Tuesday 1 September 2009

Où est La Place Jane Austen?


Just back from France (Provence, wine, the air heady with the scent of lavender and thyme - very Jean de Florette) where I was once again struck by the French penchant for naming streets after individuals. In most French towns you will find places, cours, boulevards, rues and avenues named after Jean Jaures, Victor Hugo and Balzac. And in spite of their reputation, the French warmly embrace foreigners with Roosevelt, John F Kennedy and Churchill all finding their way into French A to Zs. This desire to commemorate the lives and work of great politicians, poets and polyglots has even led to the renaming of metro stations hence stops in memory of Simon Bolivar, Raymond Queneau and Pierre & Marie Curie. The French are not alone in this, in South Africa there has been a huge amount of renaming in honour of the heroes of the anti-apartheid struggle (although if I were Albertina Sisulu I might be a tad annoyed that my contribution to the freedom of my nation was marked by the naming a highway after me). In Britain on the other hand we tend to shy away from this kind of adulation. Yes there may be a few Churchill Avenues and Mandela Places scattered about the country but in general we don't like naming things after people (except monarchs) and certainly would avoid renaming somewhere after someone however great. We don't go in for hero worship.
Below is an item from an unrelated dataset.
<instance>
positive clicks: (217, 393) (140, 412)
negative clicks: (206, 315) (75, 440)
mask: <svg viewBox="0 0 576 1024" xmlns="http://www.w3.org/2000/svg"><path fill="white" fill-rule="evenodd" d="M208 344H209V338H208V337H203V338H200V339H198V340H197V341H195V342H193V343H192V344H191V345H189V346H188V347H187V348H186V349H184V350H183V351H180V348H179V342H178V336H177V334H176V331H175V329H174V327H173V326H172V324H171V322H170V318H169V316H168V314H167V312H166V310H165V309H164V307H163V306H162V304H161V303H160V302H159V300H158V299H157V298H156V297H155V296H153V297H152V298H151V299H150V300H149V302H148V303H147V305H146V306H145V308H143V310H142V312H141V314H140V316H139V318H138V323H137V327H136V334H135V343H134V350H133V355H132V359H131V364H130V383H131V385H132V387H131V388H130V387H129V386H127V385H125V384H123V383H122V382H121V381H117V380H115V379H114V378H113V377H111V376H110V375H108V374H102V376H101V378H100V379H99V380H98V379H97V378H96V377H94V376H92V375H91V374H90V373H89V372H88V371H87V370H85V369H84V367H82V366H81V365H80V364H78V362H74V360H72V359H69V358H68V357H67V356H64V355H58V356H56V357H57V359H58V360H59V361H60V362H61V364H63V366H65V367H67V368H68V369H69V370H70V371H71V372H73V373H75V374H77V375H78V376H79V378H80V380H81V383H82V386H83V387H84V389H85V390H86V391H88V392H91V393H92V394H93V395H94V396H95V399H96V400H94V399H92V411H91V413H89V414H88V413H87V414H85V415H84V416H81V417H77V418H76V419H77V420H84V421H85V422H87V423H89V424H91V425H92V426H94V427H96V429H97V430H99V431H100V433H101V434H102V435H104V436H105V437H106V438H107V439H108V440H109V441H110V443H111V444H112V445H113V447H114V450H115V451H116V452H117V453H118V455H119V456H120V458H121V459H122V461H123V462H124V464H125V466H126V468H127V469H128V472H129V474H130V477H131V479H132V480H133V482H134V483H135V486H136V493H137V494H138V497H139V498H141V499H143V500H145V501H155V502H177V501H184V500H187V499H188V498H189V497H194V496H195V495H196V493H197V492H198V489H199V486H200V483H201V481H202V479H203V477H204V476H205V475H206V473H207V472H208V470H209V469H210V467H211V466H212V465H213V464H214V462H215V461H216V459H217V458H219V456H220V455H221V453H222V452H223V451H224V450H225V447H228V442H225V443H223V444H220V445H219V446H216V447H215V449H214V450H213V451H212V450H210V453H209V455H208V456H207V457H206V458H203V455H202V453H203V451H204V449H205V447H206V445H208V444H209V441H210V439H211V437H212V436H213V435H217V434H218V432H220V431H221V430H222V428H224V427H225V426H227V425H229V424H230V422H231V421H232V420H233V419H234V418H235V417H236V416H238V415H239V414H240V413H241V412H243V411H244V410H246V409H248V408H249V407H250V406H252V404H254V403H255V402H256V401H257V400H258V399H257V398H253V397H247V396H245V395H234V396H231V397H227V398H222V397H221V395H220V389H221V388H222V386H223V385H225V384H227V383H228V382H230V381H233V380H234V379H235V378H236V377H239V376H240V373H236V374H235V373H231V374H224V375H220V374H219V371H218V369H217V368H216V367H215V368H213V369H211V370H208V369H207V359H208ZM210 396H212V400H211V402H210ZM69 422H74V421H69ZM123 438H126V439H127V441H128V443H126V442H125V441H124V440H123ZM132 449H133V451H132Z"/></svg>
So sadly we won't be seeing Oxford Street renamed Darwin Street (although anyone familiar with that thoroughfare knows it is an excellent spot to witness the survival of the fittest first hand), Jane Austen will not be immortalised as a square nor Charles Dickens as a train station - but check out Simon Patterson's the Great Bear to see how the tube map might look if we were prepared to be a bit more imaginative in how we acknowledge the accomplishments of the great and the good.